Existence is a different kind of book than the Uplift novels, or really anything else I’ve read of his. The idea of Uplift was mentioned in the book, so maybe it could be counted as an alternate future history to his previous work, but the notion of Uplift wasn’t pursued in this reality beyond initial stages. Still, the results of those initial stages helped things work out pretty well for one of the characters.

Fundamentally, this is a theoretical answer to the Fermi Paradox seen through a particular science fictional lens. It’s a minor spoiler to use the phrase “interstellar chain letter”, but how we arrive at that and where the story takes us from there are both fun in the reading.

The inclusion of spectrum characters was cool, though felt a little incomplete to me. Granted that these were mostly extreme examples to draw attention to differences, I think Mr. Brin was effective in showing that the neurotypical way of looking at objective reality is not always the only way.

On the subject of inclusion, it was also nice to see that not just western characters and countries affected by the events in the story. How well those other nationalities were drawn is a question that’s hard to answer, but every character came across as distinct and believable to me. Your mileage may vary, particularly based on personal experience.

Still on the subject of inclusion, I don’t think there were as many female characters as I might have liked, but still more than I may be used to in similar higher concept SF.

And there are other themes present than just the Fermi Paradox, notably a taste of one flavor of what transhumanism might look like, at least in this version of the future, and the idea that technology conquers all.

For the first of these, it’s always interesting to me to see what other people thing the future of human evolution might hold. For the second, the answer to the problems created by misusing one set of technologies isn’t always be answered by another set, though it can be. Sometimes, learning how to use (or not misuse) what you’ve got might be a better initial solution.

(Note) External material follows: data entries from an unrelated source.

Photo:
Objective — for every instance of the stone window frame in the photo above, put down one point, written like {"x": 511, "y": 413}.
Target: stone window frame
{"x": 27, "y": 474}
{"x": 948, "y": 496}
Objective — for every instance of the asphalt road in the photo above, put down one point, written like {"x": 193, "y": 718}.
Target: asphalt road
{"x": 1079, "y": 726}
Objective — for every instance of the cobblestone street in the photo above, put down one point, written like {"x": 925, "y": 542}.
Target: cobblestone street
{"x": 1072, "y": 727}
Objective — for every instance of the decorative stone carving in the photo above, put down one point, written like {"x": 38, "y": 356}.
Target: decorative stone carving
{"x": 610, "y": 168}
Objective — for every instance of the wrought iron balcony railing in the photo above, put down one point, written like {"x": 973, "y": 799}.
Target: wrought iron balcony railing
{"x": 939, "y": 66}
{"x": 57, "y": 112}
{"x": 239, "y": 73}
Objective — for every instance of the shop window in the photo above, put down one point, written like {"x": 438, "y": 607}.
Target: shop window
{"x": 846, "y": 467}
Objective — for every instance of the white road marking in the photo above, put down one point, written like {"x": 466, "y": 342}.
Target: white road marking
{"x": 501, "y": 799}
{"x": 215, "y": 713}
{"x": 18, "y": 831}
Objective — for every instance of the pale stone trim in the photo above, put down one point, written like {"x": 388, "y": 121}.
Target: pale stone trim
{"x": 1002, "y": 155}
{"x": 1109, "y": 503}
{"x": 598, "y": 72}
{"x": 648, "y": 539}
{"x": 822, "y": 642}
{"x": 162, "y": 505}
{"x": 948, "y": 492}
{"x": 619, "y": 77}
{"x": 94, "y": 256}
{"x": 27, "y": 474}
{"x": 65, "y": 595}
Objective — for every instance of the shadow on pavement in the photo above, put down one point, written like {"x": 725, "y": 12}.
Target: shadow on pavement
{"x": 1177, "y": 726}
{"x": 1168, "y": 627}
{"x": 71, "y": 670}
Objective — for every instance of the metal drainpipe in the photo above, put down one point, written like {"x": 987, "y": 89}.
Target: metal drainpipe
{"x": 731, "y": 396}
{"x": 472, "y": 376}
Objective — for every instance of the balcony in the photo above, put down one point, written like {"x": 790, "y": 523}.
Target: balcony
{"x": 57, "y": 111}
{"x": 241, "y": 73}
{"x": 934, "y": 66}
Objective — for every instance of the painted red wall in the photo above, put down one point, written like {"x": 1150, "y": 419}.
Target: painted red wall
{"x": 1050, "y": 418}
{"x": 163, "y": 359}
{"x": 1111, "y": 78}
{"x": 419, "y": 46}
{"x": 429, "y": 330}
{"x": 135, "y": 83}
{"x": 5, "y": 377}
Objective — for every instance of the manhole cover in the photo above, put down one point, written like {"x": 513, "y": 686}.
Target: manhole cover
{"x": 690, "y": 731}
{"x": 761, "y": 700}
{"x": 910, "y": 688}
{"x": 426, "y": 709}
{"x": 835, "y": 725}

Overall rating: 3.5 stars. I’d like to go four, because I really enjoyed big parts of the book, but I also feel like there are big chunks of story missing, huge jumps in time where interesting stuff must have happened but got glossed over or written off in a sentence or two.

And there are older stories and essays used as building blocks here, which may explain certain things not being followed up on as much as I’d have liked and characters whose stories ended without quite giving me the satisfaction of a completed story with them.